Valjean était épuisé, inquiet et malade. Thénardier se pencha vers lui et sourit, mauvais.

« Un petit tour en Enfer avant de disparaître définitivement de la scène. Et si ton petit môme a correctement joué sa partie, il a dû courir chercher ton cogne, hein ? »

Javert allait venir ?

Javert était en danger ?

Oui, Pierre était là, il avait dû entendre les cris et fuir la maison, partir chercher du secours. Il savait où travaillait Javert.

Valjean perdait espoir et son visage s’allongeait. Tandis que le sourire s’étendait largement sur la face maigre de Thénardier, le sergent de Waterloo.

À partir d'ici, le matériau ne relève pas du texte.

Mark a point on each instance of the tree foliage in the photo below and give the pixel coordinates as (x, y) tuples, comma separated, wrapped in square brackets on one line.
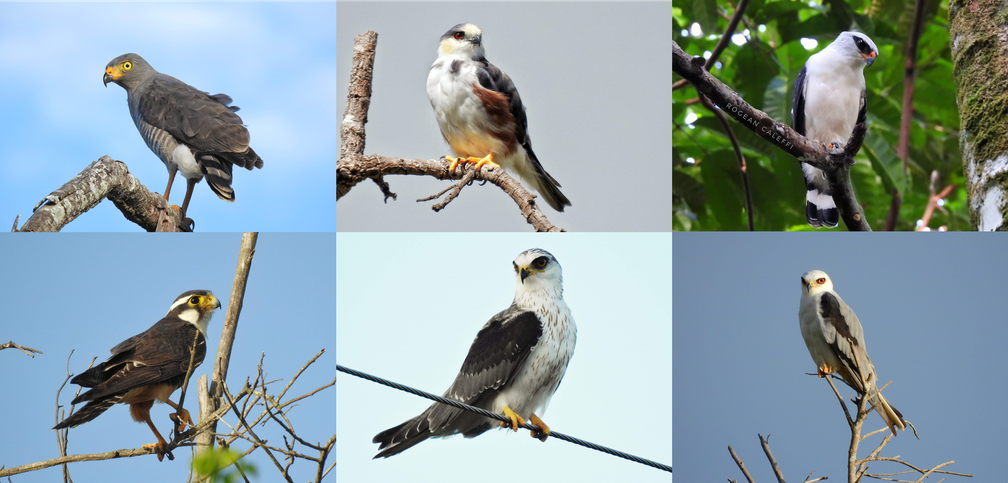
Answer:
[(762, 63)]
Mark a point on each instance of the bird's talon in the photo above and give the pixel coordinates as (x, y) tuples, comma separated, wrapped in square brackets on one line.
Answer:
[(543, 431), (516, 420)]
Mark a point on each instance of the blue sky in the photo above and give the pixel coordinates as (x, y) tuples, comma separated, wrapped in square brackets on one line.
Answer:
[(932, 312), (87, 292), (595, 89), (277, 61), (408, 307)]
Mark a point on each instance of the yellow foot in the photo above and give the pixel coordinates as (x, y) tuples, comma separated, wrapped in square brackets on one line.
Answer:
[(480, 161), (158, 447), (543, 432), (182, 417), (516, 420)]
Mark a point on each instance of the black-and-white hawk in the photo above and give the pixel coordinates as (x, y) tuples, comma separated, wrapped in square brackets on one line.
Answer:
[(190, 130), (837, 343), (148, 367), (481, 115), (830, 99), (513, 367)]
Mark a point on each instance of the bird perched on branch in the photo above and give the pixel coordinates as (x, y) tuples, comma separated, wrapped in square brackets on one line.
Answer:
[(837, 343), (830, 99), (513, 367), (481, 115), (189, 129), (148, 367)]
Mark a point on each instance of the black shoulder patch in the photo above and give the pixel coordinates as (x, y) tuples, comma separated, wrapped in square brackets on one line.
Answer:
[(830, 310)]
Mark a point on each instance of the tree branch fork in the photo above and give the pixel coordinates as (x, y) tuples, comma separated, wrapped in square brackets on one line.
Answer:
[(835, 162), (354, 166)]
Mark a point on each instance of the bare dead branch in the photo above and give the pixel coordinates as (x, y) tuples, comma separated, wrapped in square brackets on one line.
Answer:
[(354, 167), (104, 178), (742, 466), (769, 456), (835, 163), (220, 374), (26, 350)]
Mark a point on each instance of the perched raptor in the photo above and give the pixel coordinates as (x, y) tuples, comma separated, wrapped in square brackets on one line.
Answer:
[(513, 366), (837, 343), (481, 115), (148, 367), (830, 99), (189, 129)]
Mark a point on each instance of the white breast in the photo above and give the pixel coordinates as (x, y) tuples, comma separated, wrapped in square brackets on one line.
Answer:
[(538, 378), (463, 120), (833, 99)]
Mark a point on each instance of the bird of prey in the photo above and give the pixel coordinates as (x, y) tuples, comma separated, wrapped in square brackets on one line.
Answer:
[(513, 367), (148, 367), (481, 115), (189, 129), (837, 343), (830, 99)]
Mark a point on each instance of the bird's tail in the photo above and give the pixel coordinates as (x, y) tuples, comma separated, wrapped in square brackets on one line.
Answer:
[(218, 174), (91, 410), (401, 438), (892, 417), (821, 209), (540, 180)]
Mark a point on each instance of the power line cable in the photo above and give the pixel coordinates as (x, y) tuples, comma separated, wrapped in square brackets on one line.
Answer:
[(503, 418)]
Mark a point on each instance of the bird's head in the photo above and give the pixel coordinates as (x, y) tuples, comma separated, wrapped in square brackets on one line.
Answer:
[(464, 39), (196, 307), (814, 281), (857, 47), (536, 268), (128, 71)]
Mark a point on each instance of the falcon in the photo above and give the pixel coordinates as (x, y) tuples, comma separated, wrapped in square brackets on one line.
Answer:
[(513, 366), (148, 367), (837, 343), (190, 130), (481, 115), (830, 99)]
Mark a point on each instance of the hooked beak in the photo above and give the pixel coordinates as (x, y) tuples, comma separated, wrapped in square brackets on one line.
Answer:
[(869, 58), (111, 74)]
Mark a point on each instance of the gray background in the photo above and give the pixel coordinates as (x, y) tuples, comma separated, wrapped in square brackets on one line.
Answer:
[(596, 90)]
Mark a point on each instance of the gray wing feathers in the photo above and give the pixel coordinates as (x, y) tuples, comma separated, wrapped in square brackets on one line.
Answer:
[(205, 123), (495, 80), (844, 333), (498, 352)]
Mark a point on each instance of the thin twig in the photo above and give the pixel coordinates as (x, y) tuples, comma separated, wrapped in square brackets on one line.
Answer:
[(769, 456), (27, 350), (742, 466)]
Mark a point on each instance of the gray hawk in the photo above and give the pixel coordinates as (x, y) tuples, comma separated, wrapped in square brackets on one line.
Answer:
[(148, 367), (189, 129)]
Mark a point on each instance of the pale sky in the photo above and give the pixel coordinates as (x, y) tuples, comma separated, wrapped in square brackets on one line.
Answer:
[(408, 307), (277, 61), (932, 312), (596, 93), (87, 292)]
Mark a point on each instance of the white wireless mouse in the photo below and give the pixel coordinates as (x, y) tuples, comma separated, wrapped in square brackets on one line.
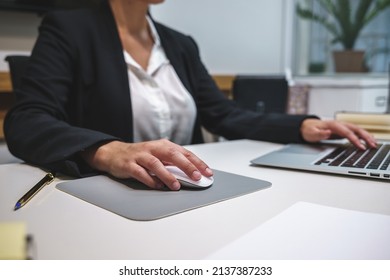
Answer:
[(185, 181)]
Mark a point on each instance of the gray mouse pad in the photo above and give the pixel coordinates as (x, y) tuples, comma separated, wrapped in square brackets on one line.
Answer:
[(133, 200)]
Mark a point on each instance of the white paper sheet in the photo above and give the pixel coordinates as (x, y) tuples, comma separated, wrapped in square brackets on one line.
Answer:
[(310, 231)]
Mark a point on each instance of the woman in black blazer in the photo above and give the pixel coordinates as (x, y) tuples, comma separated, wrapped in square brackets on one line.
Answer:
[(74, 113)]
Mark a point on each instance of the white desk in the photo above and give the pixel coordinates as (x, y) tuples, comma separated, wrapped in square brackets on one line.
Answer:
[(65, 227)]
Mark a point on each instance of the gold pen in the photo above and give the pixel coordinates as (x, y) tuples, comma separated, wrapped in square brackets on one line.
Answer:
[(49, 177)]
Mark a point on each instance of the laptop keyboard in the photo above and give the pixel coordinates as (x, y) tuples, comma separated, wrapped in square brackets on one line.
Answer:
[(350, 156)]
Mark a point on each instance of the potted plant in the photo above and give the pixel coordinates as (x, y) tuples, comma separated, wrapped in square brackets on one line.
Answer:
[(345, 19)]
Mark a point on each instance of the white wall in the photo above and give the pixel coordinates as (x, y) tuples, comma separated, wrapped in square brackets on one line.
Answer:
[(234, 36)]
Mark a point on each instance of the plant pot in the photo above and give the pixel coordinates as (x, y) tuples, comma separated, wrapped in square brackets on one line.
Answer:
[(349, 61)]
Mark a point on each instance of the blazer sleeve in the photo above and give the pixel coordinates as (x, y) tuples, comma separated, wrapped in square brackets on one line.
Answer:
[(38, 128), (224, 117)]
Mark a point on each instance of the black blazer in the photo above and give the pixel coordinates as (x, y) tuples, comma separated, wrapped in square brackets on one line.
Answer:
[(75, 94)]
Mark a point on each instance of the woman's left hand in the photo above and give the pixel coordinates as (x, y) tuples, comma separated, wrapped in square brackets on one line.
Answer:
[(314, 130)]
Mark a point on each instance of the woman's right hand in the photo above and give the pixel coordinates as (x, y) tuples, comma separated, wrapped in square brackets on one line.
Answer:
[(141, 160)]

« Ma fille a fait le pet durant plusieurs jours. Azelma n’est pas maligne mais quand il s’agit de bouffer, elle est capable de tenir son rôle. Elle a surveillé ta maison et elle a repéré le manège avec ton cogne et ton môme. Ta servante est chez ta baronne de fille. Tu es seul à la maison. Il ne manque que ton cogne. Et je pourrai faire payer la note !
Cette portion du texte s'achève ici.